La industria frigorífica y diversas entidades agropecuarias han expresado un rechazo contundente a las modificaciones impulsadas por el funcionario Sturzenegger, que prevén cambiar el carácter obligatorio del aporte de la cadena cárnica al Instituto de Promoción de Carne Vacuna a uno voluntario. A través de un comunicado conjunto, organizaciones como la Mesa de Enlace y cámaras empresariales del sector advierten que esta modificación podría conllevar a la "eliminación" efectiva del financiamiento que sostiene al instituto.
El Instituto de Promoción de Carne Vacuna juega un rol crucial en la difusión y promoción del consumo de carne argentina, tanto a nivel local como internacional. Este organismo ha sido un pilar en la defensa de la calidad de la carne argentina y en la búsqueda de mercados externos ante las crecientes competencias en el sector global. Cambiar la naturaleza del aporte podría no solo debilitar su estructura financiera, sino también afectar la posición de la carne argentina en el competitivo mercado internacional.

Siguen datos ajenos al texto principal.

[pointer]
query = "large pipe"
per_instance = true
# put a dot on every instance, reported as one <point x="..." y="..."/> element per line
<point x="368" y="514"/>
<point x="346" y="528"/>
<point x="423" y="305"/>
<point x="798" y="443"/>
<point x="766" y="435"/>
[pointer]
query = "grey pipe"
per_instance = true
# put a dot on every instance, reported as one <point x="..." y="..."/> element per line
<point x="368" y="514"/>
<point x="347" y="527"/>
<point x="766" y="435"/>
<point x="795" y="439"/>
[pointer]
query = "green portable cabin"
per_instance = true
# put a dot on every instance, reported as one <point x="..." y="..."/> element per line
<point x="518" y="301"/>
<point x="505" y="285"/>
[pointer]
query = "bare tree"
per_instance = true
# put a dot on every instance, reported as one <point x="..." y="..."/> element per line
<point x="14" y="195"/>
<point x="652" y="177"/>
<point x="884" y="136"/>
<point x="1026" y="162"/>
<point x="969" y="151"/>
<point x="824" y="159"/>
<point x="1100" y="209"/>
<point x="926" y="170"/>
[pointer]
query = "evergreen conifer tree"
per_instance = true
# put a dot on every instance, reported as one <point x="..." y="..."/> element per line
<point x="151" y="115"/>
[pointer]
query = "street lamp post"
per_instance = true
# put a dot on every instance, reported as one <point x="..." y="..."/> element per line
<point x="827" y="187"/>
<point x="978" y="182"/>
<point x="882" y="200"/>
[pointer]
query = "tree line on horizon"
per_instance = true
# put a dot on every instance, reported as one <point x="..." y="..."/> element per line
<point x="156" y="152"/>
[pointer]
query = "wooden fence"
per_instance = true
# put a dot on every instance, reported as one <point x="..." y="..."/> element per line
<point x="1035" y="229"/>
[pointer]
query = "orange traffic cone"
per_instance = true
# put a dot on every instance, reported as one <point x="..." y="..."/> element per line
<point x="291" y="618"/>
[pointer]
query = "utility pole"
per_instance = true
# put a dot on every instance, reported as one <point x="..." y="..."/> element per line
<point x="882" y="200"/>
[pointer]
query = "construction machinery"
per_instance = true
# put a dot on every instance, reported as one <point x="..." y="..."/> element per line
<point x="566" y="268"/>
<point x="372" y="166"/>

Desde la industria se argumenta que la obligación del aporte es fundamental para mantener los niveles de promoción y desarrollo necesarios para que el sector cárnico se mantenga competitivo. El cambio propuesto genera preocupación entre los productores, quienes ven en la promoción constante un aspecto vital para el crecimiento y la estabilidad del sector, especialmente en un contexto donde la economía argentina enfrenta importantes desafíos.
Los productores cárnicos sostienen que una eventual disminución en los fondos destinados a la promoción podría tener repercusiones negativas en la demanda de carne, afectando no solo a la cadena de producción, sino también a la economía regional en zonas donde la ganadería es un pilar esencial, como en varios puntos de la Patagonia. La zona, que ya enfrenta sus propias dificultades económicas, podría ver profundizadas estas problemáticas si disminuyen los incentivos para la promoción de sus productos cárnicos.
Por lo tanto, la respuesta negativa de la industria hacia estas modificaciones no es solo una cuestión de financiamiento institucional, sino una defensa de la actividad productiva que atraviesa la economía de numerosas provincias. En ese sentido, se espera que las negociaciones mantengan el carácter obligatorio del financiamiento, garantizando así la continuidad de las políticas de promoción de la carne argentina.
La situación aún está en desarrollo y las partes involucradas continúan en conversaciones sobre el futuro del financiamiento del instituto. La comunidad agropecuaria se mantiene atenta, ya que la salida de este conflicto podría marcar el rumbo de la industria cárnica en el país.